KATRIN provides the most sensitive model-independent limit on the absolute neutrino mass scale. The measurement is complementary to cosmological bounds (which depend on ΛCDM assumptions) and to neutrinoless double beta decay limits (which assume Majorana nature). A KATRIN signal — or continued non-observation — anchors one corner of the multi-dimensional constraint on absolute mass, ordering, and Majorana phase.

The endpoint technique

The maximum kinetic energy an electron can carry in tritium beta decay is set by the Q-value of the transition minus the neutrino rest mass energy. A finite neutrino mass displaces the endpoint downward by $m_{ν_{e}} c^{2}$ and distorts the spectrum shape in a narrow window just below. The fraction of decays within the last few eV of the endpoint scales as $(m_{ν} / Q)^{3}$ , heavily favoring low- $Q$ isotopes. Tritium, at $Q = 18.574$ keV, is the most practical choice.

The apparatus

KATRIN comprises five sequential sections spanning 70 m of beamline:

Windowless Gaseous Tritium Source (WGTS) — a 10-meter-long beam pipe at 30 K with continuous tritium gas injection, producing ~ $1 0^{11}$ β-decays per second with precisely controlled column density
Differential pumping section — suppresses tritium flow by a factor of $1 0^{14}$ while preserving electron transmission through axial magnetic fields
Cryogenic pumping section — traps residual tritium on a cold argon frost
Pre-spectrometer — a smaller MAC-E filter rejecting electrons below ~18 keV
Main spectrometer — the 10 m × 23 m, 150 kV retarding potential filter, under ultrahigh vacuum ( $< 1 0^{- 11}$ mbar), producing an energy resolution of 1 eV at the endpoint
Focal-plane detector — a 148-pixel silicon detector counting the transmitted electrons

The MAC-E (Magnetic Adiabatic Collimation with Electrostatic filtering) principle uses a gradient of magnetic field strength to align electron momenta to the axis, so the electrostatic filter measures total kinetic energy rather than just the axial component.

Key systematic challenges

KATRIN’s statistical goal of 0.2 eV sensitivity demands control of many systematic effects:

High-voltage stability to 3 parts in $1 0^{6}$ on the retarding potential
Magnetic-field uniformity and alignment
Electronic and rotational-vibrational final states of the $^{3}$ HeT $^{+}$ daughter ion
Tritium column-density stability and isotopologue composition
Source-plasma effects on the electron energy

An extensive calibration program, including a dedicated gaseous $^{83 m}$ Kr source with a sharp monoenergetic conversion line at 17.8 keV, measures many of these in situ.

Results

KATRIN’s published results have progressively tightened the neutrino mass limit:

KNM1 (first science run, 2019): $m_{ν_{e}} < 1.1$ eV
KNM2 (2020): $m_{ν_{e}} < 0.9$ eV
KNM1+2 combined (2022): $m_{ν_{e}} < 0.8$ eV
KNM1+2+3+4+5 combined (2024): $m_{ν_{e}} < 0.45$ eV at 90% C.L.

All limits are world-leading model-independent bounds.
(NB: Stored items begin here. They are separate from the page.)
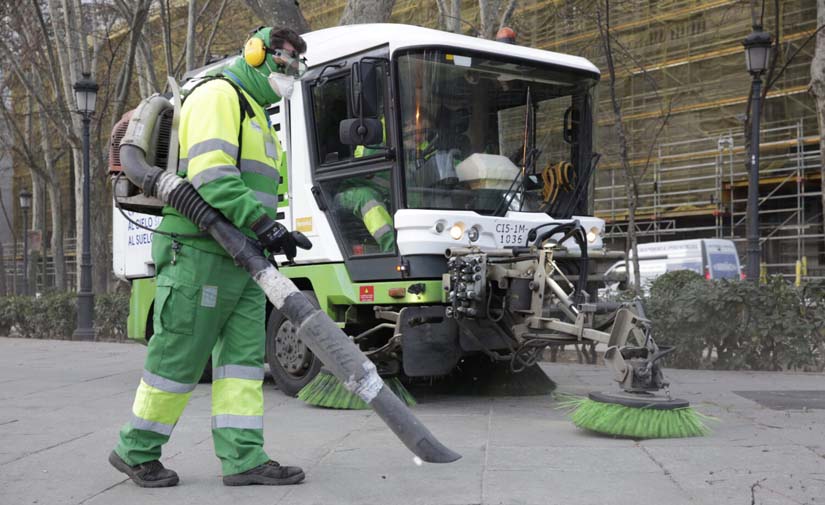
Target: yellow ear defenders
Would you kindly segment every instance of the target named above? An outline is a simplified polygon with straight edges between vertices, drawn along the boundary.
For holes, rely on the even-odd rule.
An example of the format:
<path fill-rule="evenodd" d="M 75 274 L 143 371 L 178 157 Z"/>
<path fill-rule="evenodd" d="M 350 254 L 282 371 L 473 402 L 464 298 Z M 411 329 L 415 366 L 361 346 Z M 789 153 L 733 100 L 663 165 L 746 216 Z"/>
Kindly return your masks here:
<path fill-rule="evenodd" d="M 264 44 L 263 39 L 255 36 L 262 30 L 267 30 L 267 27 L 259 26 L 252 30 L 249 34 L 249 40 L 247 40 L 243 46 L 243 58 L 253 67 L 260 67 L 264 64 L 264 61 L 266 61 L 266 44 Z M 268 30 L 267 33 L 263 35 L 269 38 Z"/>
<path fill-rule="evenodd" d="M 258 37 L 252 37 L 243 46 L 243 58 L 250 66 L 260 67 L 266 60 L 266 46 Z"/>

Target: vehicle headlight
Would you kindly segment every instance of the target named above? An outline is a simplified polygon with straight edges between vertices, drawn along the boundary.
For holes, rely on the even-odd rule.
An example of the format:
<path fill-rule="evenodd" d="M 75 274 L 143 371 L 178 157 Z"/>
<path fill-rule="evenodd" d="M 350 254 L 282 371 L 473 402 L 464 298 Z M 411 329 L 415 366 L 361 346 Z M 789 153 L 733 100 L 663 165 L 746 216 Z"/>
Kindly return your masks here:
<path fill-rule="evenodd" d="M 587 232 L 587 241 L 592 244 L 597 238 L 599 238 L 600 233 L 601 230 L 598 227 L 594 226 L 590 228 L 590 231 Z"/>
<path fill-rule="evenodd" d="M 453 224 L 452 227 L 450 227 L 450 237 L 452 237 L 453 240 L 461 240 L 461 237 L 463 237 L 463 236 L 464 236 L 464 223 L 459 221 L 459 222 Z"/>
<path fill-rule="evenodd" d="M 479 231 L 477 226 L 473 226 L 469 230 L 467 230 L 467 238 L 470 239 L 470 242 L 475 242 L 478 240 Z"/>

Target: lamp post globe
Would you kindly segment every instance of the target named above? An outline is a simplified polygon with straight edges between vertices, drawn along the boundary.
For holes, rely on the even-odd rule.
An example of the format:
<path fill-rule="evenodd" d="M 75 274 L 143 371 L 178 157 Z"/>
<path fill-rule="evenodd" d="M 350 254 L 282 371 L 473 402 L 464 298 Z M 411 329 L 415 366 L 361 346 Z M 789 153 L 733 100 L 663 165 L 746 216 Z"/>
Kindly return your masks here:
<path fill-rule="evenodd" d="M 97 103 L 97 83 L 88 72 L 74 84 L 77 112 L 83 116 L 83 238 L 80 254 L 80 289 L 77 293 L 77 328 L 74 340 L 94 340 L 94 294 L 92 293 L 92 255 L 89 199 L 89 124 Z"/>
<path fill-rule="evenodd" d="M 20 191 L 20 210 L 23 211 L 23 294 L 29 290 L 29 209 L 32 206 L 32 194 L 28 189 Z"/>
<path fill-rule="evenodd" d="M 751 282 L 759 282 L 762 250 L 759 245 L 759 122 L 762 116 L 762 74 L 768 68 L 773 41 L 761 26 L 754 26 L 745 37 L 745 64 L 751 74 L 751 132 L 750 158 L 748 159 L 748 227 L 747 227 L 747 276 Z"/>
<path fill-rule="evenodd" d="M 94 113 L 95 105 L 97 105 L 97 90 L 98 85 L 89 72 L 83 72 L 80 79 L 74 83 L 74 99 L 80 114 L 89 116 Z"/>
<path fill-rule="evenodd" d="M 745 37 L 745 64 L 751 75 L 761 75 L 768 69 L 773 41 L 771 35 L 762 31 L 761 26 L 754 26 L 753 31 Z"/>

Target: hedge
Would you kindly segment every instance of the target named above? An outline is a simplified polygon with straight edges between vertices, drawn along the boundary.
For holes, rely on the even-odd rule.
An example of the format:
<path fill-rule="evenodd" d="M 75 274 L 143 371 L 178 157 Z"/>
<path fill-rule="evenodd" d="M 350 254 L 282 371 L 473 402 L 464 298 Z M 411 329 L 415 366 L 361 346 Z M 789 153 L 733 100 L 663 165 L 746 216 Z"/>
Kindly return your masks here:
<path fill-rule="evenodd" d="M 666 366 L 825 370 L 825 282 L 776 277 L 757 286 L 677 271 L 656 279 L 642 302 L 656 342 L 676 346 Z M 125 339 L 128 313 L 128 293 L 96 295 L 98 340 Z M 0 335 L 70 338 L 75 321 L 74 293 L 0 297 Z"/>
<path fill-rule="evenodd" d="M 129 294 L 95 295 L 97 340 L 126 338 Z M 75 293 L 0 297 L 0 335 L 68 339 L 77 326 Z"/>
<path fill-rule="evenodd" d="M 656 279 L 643 297 L 666 365 L 721 370 L 825 370 L 825 283 L 708 281 L 690 271 Z"/>

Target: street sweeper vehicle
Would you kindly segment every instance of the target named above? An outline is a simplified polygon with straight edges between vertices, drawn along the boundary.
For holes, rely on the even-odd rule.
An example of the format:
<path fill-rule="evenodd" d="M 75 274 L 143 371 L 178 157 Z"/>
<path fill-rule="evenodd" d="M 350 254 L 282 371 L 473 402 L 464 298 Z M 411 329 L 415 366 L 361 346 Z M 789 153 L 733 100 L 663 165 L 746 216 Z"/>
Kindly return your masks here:
<path fill-rule="evenodd" d="M 287 156 L 278 219 L 313 244 L 292 262 L 274 258 L 279 280 L 265 287 L 266 357 L 281 390 L 316 405 L 375 408 L 357 394 L 353 372 L 282 306 L 288 279 L 289 298 L 302 294 L 305 307 L 327 318 L 311 331 L 346 334 L 369 358 L 363 368 L 393 378 L 408 403 L 398 377 L 437 379 L 474 357 L 517 374 L 549 345 L 597 342 L 607 346 L 604 361 L 618 388 L 577 402 L 576 414 L 586 418 L 580 425 L 616 424 L 611 409 L 692 414 L 662 392 L 660 359 L 668 350 L 651 338 L 641 307 L 596 297 L 621 254 L 604 249 L 604 222 L 588 215 L 599 160 L 595 66 L 395 24 L 304 38 L 309 69 L 291 99 L 269 111 Z M 199 72 L 184 92 L 221 65 Z M 155 181 L 161 172 L 183 180 L 175 103 L 147 99 L 113 132 L 116 205 L 130 216 L 115 212 L 115 270 L 132 282 L 129 334 L 137 339 L 151 337 L 154 292 L 144 229 L 152 226 L 141 225 L 157 224 L 158 200 L 187 205 L 165 200 Z M 158 167 L 154 179 L 129 173 L 124 146 Z"/>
The effective mass measured is $m_{ν_{e}}^{eff} \equiv \sum_{i} ∣ U_{e i} ∣^{2} m_{i}^{2}$ an incoherent sum weighted by the PMNS first row.

Future

KATRIN is designed to continue through 2025 with its full dataset targeting 0.2 eV sensitivity. Beyond KATRIN, Project 8 uses cyclotron radiation emission spectroscopy to measure single tritium decays in a magnetic trap, with the goal of sub-40-meV sensitivity — below the minimum allowed by inverted ordering. Atomic tritium sources would remove the molecular final-state systematics that currently limit KATRIN.